Bond’s literary agency, Casarotto Ramsay and Associates, said that he died on Sunday. No cause of death was given.

Bond was born in London on July 18, 1934, and his childhood was overshadowed by World War II, which saw the city repeatedly bombed. He left school at 15, worked in factories and served two years of national service in the army before gaining success as a writer.

His first play, “The Pope’s Wedding,” was staged in 1962 at London's Royal Court Theatre, which shook up British drama with plays by Bond, John Osborne and other writers dubbed the “angry young men.”

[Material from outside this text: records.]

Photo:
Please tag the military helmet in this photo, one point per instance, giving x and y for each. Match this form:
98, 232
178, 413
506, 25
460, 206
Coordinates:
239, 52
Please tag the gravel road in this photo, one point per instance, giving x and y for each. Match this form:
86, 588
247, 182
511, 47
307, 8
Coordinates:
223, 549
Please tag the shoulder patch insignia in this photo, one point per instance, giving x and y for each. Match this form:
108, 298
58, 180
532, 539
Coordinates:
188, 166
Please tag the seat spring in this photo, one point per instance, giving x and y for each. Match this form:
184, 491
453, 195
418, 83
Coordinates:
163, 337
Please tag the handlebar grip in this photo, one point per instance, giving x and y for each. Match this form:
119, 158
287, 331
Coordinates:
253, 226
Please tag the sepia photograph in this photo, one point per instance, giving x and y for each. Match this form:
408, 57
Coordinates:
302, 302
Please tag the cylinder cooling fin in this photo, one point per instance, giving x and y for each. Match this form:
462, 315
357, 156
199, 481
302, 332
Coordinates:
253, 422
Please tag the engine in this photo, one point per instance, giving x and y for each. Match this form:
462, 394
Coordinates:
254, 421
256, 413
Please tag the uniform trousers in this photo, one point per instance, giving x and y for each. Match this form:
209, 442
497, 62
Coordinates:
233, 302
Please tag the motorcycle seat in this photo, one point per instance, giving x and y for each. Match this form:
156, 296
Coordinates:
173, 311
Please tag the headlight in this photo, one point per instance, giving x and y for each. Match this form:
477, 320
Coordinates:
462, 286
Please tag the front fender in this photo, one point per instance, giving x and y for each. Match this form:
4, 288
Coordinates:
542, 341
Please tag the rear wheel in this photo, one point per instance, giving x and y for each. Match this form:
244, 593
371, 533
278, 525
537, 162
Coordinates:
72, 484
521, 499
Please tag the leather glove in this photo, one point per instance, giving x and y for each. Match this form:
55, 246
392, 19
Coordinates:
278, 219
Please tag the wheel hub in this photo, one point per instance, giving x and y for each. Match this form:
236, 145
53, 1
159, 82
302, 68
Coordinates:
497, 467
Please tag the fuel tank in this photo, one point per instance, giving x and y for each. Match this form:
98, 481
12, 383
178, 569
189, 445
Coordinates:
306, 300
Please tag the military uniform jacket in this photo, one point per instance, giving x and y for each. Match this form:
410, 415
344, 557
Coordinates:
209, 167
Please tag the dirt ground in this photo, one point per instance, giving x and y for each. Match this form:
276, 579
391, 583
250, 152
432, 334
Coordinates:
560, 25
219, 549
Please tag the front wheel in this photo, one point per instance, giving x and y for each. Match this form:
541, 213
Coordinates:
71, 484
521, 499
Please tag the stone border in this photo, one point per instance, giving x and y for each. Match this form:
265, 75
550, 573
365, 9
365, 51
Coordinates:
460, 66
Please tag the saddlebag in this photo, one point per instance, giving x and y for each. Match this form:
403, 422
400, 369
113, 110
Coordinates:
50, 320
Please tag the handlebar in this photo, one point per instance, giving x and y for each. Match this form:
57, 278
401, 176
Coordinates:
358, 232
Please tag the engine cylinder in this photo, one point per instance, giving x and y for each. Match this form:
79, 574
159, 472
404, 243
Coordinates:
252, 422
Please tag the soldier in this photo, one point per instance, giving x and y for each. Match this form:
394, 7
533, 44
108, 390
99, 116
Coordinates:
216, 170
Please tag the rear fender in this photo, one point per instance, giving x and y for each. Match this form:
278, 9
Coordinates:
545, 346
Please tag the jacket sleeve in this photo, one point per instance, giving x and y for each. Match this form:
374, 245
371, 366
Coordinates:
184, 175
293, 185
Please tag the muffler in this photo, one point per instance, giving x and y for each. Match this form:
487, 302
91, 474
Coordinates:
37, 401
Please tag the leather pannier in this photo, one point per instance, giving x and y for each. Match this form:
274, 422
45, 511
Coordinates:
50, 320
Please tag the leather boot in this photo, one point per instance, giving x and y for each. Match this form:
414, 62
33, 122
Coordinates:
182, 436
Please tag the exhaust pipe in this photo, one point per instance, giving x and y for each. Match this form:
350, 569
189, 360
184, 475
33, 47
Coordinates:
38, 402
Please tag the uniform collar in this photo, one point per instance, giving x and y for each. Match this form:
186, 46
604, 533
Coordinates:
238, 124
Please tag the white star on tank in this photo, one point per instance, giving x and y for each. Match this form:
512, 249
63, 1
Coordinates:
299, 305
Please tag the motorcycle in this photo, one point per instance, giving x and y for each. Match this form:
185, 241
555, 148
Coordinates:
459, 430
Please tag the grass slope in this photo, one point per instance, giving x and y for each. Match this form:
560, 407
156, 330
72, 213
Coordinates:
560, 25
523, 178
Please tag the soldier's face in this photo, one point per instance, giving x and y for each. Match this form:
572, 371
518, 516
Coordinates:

Three years later, the same venue staged “Saved,” a play about alienated urban youth that included a scene in which a gang of teenagers stone a baby to death in its pram. At the time, plays needed approval from an official known as the Lord Chamberlain, and the Royal Court was prosecuted for staging “Saved” without a license.

Among its defenders was actor-director Laurence Olivier, who wrote to The Observer newspaper: "’Saved’ is not a play for children but it is for grown-ups, and the grown-ups of this country should have the courage to look at it.”

The theater lost the case, and both “Saved” and Bond’s next play, “Early Morning,” a scabrous satire on British royalty, were banned in Britain.

The controversy sparked a legal review that, in 1968, ended stage censorship in Britain. “Saved” is now regarded as a modern classic and has been produced around the world.

Several of Bond’s plays drew inspiration from William Shakespeare, including “The Sea,” which evokes “The Tempest,” and “Lear,” a reworking of “King Lear.” Shakespeare was the central character in “Bingo,” produced in 1974 with John Gielgud as the Bard in the last years of his life.

An exacting character who often fell out with directors, Bond wrote more than 50 plays, including 18th-century class comedy “Restoration” and trilogy “The War Plays.” He influenced younger playwrights, notably the late Sarah Kane, whose 1995 play “Blasted” shocked audiences as much as “Saved” had 30 years earlier.

His final play to be staged, in 2016, was “Dea,” a forceful adaptation of the Greek tragedy “Medea.”

Bond also worked on movie screenplays, including “Blow-Up”— which earned him an Academy Award nomination — “Laughter in the Dark” and “Walkabout.”